(11)兄の気遣い

「因みにお義兄さんは、ガロア侯爵家の内情について、どの程度ご存じですか?」

 笑いを収めてからナジェークが発した問いに、ジャスティンは怪訝な顔で問い返した。


「内情というと、具体的には?」

「長兄夫婦が、自分達に都合の良い相手とカテリーナの縁談を纏めようと、躍起になっている事です」

「それは知らなかったが、単にカテリーナの嫁ぎ先を心配しているだけではないのか?」

 半信半疑の表情になったジャスティンに、ナジェークは服のポケットから取り出した紙を広げ、彼に差し出しながら話を続ける。

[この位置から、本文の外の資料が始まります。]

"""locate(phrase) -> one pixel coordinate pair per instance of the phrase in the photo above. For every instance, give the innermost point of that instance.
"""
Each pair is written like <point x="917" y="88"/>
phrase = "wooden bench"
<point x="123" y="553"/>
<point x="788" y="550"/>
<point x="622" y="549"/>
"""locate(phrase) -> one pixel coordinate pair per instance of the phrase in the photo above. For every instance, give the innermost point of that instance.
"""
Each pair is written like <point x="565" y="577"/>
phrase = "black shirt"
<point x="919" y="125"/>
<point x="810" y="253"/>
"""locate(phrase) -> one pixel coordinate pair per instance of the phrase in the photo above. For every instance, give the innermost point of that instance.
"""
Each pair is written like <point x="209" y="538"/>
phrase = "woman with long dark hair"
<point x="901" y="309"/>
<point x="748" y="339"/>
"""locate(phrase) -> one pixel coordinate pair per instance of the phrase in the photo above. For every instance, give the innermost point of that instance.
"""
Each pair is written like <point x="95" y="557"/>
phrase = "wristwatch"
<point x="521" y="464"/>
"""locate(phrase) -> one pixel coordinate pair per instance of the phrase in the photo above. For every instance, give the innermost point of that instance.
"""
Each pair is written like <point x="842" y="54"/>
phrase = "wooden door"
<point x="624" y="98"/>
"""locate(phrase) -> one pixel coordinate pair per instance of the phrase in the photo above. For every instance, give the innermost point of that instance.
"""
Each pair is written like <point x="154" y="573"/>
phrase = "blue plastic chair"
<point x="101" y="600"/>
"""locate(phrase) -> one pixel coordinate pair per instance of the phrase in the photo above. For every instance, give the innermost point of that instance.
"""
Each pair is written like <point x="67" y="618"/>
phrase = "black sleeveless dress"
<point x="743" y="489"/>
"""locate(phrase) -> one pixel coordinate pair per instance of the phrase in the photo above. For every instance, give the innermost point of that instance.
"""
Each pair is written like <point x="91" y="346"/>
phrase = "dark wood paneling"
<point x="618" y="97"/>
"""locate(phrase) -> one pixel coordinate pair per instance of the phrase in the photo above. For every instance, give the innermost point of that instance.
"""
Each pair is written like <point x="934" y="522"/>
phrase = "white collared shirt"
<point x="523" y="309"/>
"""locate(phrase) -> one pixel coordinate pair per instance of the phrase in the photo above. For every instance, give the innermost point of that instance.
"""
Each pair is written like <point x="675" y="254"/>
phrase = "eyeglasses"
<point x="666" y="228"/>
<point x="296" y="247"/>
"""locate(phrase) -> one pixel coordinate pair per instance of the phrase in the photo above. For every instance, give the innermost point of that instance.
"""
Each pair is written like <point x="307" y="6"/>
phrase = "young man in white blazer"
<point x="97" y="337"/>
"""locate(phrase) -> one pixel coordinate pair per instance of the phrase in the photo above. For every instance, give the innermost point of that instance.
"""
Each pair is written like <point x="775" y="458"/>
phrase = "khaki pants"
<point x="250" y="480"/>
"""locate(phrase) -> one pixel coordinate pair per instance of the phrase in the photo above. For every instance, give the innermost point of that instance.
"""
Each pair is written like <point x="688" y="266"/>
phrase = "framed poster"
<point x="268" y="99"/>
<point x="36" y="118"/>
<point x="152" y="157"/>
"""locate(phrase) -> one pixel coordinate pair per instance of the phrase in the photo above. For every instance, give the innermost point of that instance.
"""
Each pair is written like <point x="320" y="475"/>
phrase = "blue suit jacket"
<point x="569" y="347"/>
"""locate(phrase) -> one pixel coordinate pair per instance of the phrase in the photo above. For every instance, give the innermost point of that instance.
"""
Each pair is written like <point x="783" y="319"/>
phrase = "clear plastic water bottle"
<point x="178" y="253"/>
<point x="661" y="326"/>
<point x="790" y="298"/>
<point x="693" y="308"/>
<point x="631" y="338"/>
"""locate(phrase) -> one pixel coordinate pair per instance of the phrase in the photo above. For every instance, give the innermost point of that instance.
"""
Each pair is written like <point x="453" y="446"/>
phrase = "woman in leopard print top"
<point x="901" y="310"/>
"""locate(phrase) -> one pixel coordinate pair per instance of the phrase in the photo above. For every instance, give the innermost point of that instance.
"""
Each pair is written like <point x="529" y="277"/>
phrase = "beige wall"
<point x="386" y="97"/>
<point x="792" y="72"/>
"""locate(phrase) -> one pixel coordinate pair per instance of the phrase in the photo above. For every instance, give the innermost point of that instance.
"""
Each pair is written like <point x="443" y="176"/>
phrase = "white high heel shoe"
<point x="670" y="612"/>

「これまでに候補に挙げた、または実際に紹介しようとした者達では、とてもそうは思えませんが。これがそのリストですが、全てアーロン王子派、もしくは中立派の貴族の嫡男です」

 それを受け取って内容を確認したジャスティンは、何気なく妹に確認を入れた。


「これはカテリーナが教えたのか?」

「いいえ。この人、うちに密偵を潜り込ませているの。兄様達から全員を紹介されてはいないわ」

「…………」

 それを聞いたジャスティンは勢い良く振り返り、実家に密偵を潜り込ませているというとんでもない人間を凝視しながら、盛大に顔を引き攣らせた。


「その密偵を通して情報収集しているナジェークが言うには、お父様達が私に婿を取らせてガロア侯爵家を継がせたいとジェスラン兄様が邪推しているから、我が家に婿入りできる次男三男は避けているそうなの。それについて、ジャスティン兄様はどう思う?」

 妹から真顔で意見を求められてしまったジャスティンは、「実家に密偵を潜り込ませている事を容認するな!」と叱る気も失せ、深い溜め息を吐いた。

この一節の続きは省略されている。